First, let’s demystify the number. AISC 325 is the official designation for the 15th edition of the Steel Construction Manual. (Note: As of late 2024/early 2025, the industry is transitioning toward the 16th edition, but AISC 325 remains the widely recognized standard in countless specifications and exam references.)
The "325" refers to the manual’s designation within AISC’s cataloging system. It is crucial to distinguish this from the AISC 325-20 Seismic Provisions or other numbered standards. When someone says "the AISC manual," they almost always mean AISC 325.
It is easy to confuse the AISC 325 Steel Construction Manual with other AISC publications. Here is the breakdown:
| Document | Purpose | What's Inside | | :--- | :--- | :--- | | AISC 325 (Steel Construction Manual) | Design aid and specification | Member tables, connection design, specification (AISC 360-16) | | AISC 327 (Seismic Design Manual) | Seismic-specific design (SD, SMF, BRBF) | 3rd edition for ASCE 7-16 | | AISC 341 (Seismic Provisions) | The specification for seismic design (not a manual) | Legal requirements for ductile detailing | | AISC 360 (Specification) | The bare code (no examples or tables) | Theoretical limit states, equations only | aisc 325 steel construction manual
Key takeaway: AISC 360 is the "law," but AISC 325 is the "practice." You need both.

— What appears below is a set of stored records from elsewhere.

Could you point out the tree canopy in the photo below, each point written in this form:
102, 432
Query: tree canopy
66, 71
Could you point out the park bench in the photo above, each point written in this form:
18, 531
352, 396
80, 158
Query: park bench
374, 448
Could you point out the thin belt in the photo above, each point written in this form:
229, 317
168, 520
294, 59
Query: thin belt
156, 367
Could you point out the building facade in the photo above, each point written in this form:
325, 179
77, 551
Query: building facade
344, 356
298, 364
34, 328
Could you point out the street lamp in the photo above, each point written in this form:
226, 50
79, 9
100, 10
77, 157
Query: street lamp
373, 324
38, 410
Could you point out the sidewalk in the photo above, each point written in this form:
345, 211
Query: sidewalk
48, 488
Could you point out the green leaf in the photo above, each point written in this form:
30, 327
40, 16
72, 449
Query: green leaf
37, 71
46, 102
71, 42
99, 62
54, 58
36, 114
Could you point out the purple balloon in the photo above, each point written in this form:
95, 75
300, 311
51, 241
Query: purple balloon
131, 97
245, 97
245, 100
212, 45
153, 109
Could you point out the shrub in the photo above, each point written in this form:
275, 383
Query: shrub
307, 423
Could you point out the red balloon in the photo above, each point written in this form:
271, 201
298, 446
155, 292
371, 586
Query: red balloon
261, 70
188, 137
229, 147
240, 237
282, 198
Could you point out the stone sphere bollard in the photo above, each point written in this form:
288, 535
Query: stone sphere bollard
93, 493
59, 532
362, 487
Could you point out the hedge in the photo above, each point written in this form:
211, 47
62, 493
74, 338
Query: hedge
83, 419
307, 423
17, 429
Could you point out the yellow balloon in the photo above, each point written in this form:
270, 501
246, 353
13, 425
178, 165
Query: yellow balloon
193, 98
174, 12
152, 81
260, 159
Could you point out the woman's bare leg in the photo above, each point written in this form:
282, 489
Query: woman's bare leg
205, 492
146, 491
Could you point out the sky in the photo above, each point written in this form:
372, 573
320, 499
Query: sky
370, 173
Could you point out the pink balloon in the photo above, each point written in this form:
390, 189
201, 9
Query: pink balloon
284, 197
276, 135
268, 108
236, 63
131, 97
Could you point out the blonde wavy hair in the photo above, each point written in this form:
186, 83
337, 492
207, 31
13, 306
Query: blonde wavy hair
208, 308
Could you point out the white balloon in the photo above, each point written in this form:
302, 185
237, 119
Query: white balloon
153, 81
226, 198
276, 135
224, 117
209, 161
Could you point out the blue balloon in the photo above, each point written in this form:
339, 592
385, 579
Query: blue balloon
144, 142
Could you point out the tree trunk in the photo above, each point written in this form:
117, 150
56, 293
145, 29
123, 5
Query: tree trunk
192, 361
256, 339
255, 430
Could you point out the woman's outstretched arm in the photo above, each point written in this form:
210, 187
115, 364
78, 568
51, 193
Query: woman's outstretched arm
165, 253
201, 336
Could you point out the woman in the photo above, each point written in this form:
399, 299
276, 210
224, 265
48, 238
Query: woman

Even with newer editions available, the AISC 325 (15th Edition) remains popular because:
This volume focuses on member design and connection design data. First, let’s demystify the number
The Manual accommodates two primary design philosophies mandated by AISC 360:
To master the AISC 325, you must first understand its partner: AISC 360 (the Specification for Structural Steel Buildings).
Analogy: Think of AISC 360 as the statutory law, and AISC 325 as the annotated guide with practice examples and procedural checklists. The "325" refers to the manual’s designation within
While the physical AISC 325 manual (the blue-and-gray volume) remains the gold standard, AISC now offers the AISC 325 Electronic Manual as a searchable PDF and a web-based application. The eManual includes:
Additionally, many software tools (like RAM Structural System, RISA-3D, and ETABS) directly embed the AISC 325 database. However, software alone is dangerous without understanding the manual. You cannot audit a software design if you don’t know which table it referenced.
Future Outlook: The next edition (16th, likely AISC 326) is expected around 2026-2027 and will likely integrate more advanced stability analysis (direct analysis method) and higher-strength materials. But the 15th edition will remain relevant for the next decade due to building code adoption cycles.